FXS: Yes, my faith is very important to me. It’s what gives meaning to my life. One of the things I wanted to say about religion in the novel is that religion needs to be looked at the way Marcelo looks at it. He is interested in all religions. He is a Catholic who visits with a rabbi every week who names his dog after a Buddhist prayer. Marcelo has an innate sense of the universality of all religions.

In his book The Fire in Fiction: Passion, Purpose and Techniques to Make Your Novel Great, Donald Maass says:

Originality can come only from what you bring of yourself to your story. In other words, originality is not a function of your novel; it is a quality of you.

Later, he adds,

Where so many manuscripts go wrong is that, if they do not outright imitate, they at least do not go far enough in mining the author's experience for what is distinctive and personal. So many manuscripts feel safe. They do not force me to see the world through a different lens. (p. 133)

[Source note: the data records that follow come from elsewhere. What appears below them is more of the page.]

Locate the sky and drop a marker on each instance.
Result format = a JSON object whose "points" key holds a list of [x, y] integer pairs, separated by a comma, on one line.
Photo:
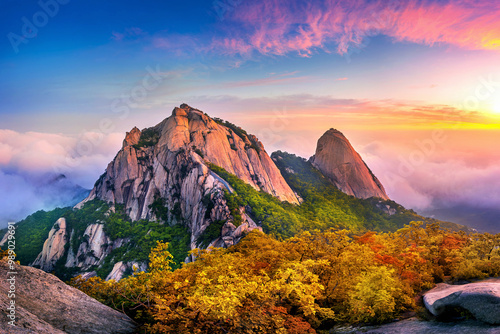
{"points": [[414, 85]]}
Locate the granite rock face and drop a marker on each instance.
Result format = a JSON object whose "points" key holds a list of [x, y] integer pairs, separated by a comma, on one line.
{"points": [[53, 247], [482, 299], [46, 305], [342, 165], [170, 161]]}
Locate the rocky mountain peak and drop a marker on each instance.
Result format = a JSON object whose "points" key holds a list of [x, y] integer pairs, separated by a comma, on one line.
{"points": [[344, 167], [132, 137]]}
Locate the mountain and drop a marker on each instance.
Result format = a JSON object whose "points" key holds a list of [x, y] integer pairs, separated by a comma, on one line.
{"points": [[46, 305], [343, 166], [195, 181]]}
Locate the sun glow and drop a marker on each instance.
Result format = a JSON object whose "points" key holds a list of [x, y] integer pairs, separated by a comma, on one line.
{"points": [[495, 106]]}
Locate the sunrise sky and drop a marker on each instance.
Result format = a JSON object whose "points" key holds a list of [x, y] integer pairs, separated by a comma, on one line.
{"points": [[414, 85]]}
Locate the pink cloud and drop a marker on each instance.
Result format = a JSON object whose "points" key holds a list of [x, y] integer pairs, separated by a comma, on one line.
{"points": [[279, 27]]}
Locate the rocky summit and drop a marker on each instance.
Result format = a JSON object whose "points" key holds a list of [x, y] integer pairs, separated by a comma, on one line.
{"points": [[337, 160], [171, 161], [170, 182], [481, 299]]}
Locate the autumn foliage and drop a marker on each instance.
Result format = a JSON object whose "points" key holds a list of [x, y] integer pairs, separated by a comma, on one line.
{"points": [[301, 285]]}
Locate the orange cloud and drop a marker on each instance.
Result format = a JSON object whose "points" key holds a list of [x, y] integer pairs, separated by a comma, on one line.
{"points": [[278, 27]]}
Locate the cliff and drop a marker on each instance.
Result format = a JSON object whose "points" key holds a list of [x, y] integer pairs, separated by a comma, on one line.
{"points": [[343, 166]]}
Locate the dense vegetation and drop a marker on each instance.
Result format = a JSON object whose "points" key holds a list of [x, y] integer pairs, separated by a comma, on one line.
{"points": [[305, 284], [239, 132], [323, 206]]}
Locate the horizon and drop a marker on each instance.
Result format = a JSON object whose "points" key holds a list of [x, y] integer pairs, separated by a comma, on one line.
{"points": [[414, 86]]}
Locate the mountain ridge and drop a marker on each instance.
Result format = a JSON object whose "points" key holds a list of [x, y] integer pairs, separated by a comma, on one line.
{"points": [[195, 182]]}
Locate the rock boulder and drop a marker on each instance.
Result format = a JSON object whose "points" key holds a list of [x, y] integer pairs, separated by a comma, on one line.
{"points": [[482, 299]]}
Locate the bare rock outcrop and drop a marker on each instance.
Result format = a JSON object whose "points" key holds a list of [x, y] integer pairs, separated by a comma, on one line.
{"points": [[46, 305], [343, 166], [53, 247], [170, 162], [482, 299]]}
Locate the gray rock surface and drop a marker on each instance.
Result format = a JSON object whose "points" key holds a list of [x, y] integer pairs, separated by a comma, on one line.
{"points": [[44, 304], [416, 326], [53, 247], [482, 299], [174, 168], [343, 166]]}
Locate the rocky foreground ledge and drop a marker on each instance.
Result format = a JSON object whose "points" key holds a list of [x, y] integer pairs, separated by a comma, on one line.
{"points": [[46, 305]]}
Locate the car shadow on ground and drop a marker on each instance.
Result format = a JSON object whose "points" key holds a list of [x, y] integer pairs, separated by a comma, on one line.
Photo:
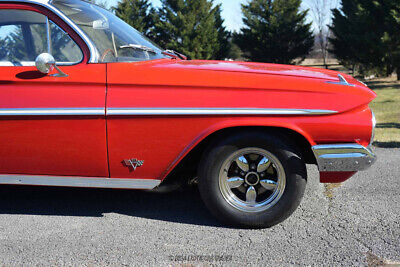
{"points": [[180, 207]]}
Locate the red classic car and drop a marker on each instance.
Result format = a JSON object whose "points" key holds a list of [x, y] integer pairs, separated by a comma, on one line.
{"points": [[87, 101]]}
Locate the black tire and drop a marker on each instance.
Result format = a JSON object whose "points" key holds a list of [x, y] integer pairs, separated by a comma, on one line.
{"points": [[290, 159]]}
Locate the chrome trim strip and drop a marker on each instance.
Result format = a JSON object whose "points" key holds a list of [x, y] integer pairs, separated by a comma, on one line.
{"points": [[342, 81], [157, 111], [94, 54], [87, 182], [343, 157], [212, 111], [52, 112]]}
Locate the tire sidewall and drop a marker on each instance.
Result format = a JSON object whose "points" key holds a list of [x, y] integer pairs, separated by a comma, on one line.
{"points": [[293, 166]]}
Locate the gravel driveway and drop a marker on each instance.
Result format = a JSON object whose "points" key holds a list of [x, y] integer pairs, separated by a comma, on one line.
{"points": [[356, 223]]}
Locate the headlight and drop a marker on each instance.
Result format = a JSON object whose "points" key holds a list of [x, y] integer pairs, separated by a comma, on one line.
{"points": [[373, 128]]}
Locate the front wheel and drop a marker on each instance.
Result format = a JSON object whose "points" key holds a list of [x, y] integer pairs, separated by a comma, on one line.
{"points": [[252, 180]]}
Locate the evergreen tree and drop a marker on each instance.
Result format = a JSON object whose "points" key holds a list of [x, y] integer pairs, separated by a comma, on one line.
{"points": [[367, 35], [137, 13], [193, 28], [357, 30], [275, 31]]}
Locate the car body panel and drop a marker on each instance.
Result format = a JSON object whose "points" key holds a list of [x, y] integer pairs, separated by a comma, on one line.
{"points": [[80, 132], [53, 145], [162, 141]]}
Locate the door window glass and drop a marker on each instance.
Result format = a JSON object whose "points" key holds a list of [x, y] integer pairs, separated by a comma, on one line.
{"points": [[23, 36]]}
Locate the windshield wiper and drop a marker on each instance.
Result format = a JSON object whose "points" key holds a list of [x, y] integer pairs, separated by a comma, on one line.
{"points": [[174, 54], [139, 47]]}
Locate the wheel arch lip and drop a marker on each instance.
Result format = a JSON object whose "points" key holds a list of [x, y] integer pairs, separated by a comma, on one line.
{"points": [[231, 125]]}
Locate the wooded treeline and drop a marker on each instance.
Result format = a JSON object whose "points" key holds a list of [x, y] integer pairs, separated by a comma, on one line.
{"points": [[364, 35]]}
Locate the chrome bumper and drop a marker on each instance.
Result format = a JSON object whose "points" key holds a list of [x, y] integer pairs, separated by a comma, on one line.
{"points": [[343, 157]]}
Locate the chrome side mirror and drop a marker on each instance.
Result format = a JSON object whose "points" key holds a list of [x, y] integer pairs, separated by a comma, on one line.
{"points": [[45, 63]]}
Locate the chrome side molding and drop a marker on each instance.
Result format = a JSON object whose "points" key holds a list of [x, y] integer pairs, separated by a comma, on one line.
{"points": [[161, 112], [52, 112], [85, 182], [343, 157], [213, 111]]}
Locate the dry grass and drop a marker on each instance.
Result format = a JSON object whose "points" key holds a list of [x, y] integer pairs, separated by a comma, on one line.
{"points": [[387, 110]]}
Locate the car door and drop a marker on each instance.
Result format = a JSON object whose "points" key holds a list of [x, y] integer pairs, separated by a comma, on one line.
{"points": [[49, 125]]}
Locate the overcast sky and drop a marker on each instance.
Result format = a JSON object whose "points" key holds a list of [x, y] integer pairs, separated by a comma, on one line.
{"points": [[231, 11]]}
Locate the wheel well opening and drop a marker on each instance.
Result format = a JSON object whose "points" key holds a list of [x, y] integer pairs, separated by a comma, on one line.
{"points": [[187, 167]]}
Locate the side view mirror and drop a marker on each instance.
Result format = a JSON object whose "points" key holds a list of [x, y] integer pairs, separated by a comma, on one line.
{"points": [[45, 63]]}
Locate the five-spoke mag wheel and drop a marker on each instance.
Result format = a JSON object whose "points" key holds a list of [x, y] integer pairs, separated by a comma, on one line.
{"points": [[252, 180]]}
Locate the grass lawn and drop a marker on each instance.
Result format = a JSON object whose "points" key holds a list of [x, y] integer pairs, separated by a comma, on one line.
{"points": [[387, 110]]}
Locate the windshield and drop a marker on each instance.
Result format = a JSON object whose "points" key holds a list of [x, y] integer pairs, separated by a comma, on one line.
{"points": [[115, 40]]}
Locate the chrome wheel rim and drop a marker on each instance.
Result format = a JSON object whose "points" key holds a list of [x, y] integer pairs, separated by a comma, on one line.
{"points": [[252, 180]]}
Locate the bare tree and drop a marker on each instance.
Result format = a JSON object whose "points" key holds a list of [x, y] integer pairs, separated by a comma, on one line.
{"points": [[321, 11]]}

Marcelo thinks about right and wrong, good and evil, love and hate, beauty and ugliness, trust, justice, friendship, and God—“large talk,” as opposed to “small talk” (p. 75). We look at these issues through the lens of Marcelo, and the issues are clarified. Marcelo realizes: “I can do justice for Ixtel” (p. 278). Righting wrong: that’s power.

Maass says, “Having something to say, or something you wish us to experience, is what gives your novel its power. Identify it. Make it loud. Do not be afraid of what's burning in your heart. When it comes through on the page, you will be a true storyteller.” (p. 249)

Maass suggests some exercises to help us writers focus on what’s burning in our hearts:

  • What in the world of your story makes you angry? What are we not seeing? What is the most important question? What puzzle has no answer? What is dangerous in this world? What causes pain?
  • Where in the world of your story is there unexpected grace? What is beautiful? Who is an unrecognized hero? What needs to be saved?
  • Passion is expansive. It sweeps us up, carries us away. What is your passion? Get it into your story, especially through your characters. What angers you can anger them. What lifts them up will inspire us in turn. Ordinary people don't need to be bland. They can be poets, prophets and saints. Their world is a microcosm. Why else are you writing about it? (p. 250)


I’ll give the last word to Stork, from an interview posted by Teenreads.com:

TRC: Toward the end, Rabbi Heschel gives this advice to Marcelo: “Trust the sense you have that you are traveling the right direction because, when it comes down to it, that and the ability to tell the difference between a dried-up fig and a pomegranate is all you have.” A poignant quote. What does it mean to you personally?

FXS: What it means to me personally is that I have to trust I am able to hear the “right note” if I care to listen. And then I have to trust that the “right note” is right enough for me to follow. The sense of “the right note” was placed in us for a reason, and we should make it work for us. But we are not alone. Others can help us, traditions, wise or holy persons who have traveled this path before us, all can guide us. But in the end, the ultimate test of whether the note was right is the fruit of your action. Did you increase love and lessen suffering? If you did, your note was the right note.

StorySleuths Tip # 49: Write your passion. In the words of Donald Maass, from the exercise above, “Passion is expansive. It sweeps us up, carries us away. What is your passion? Get it into your story, especially through your characters.”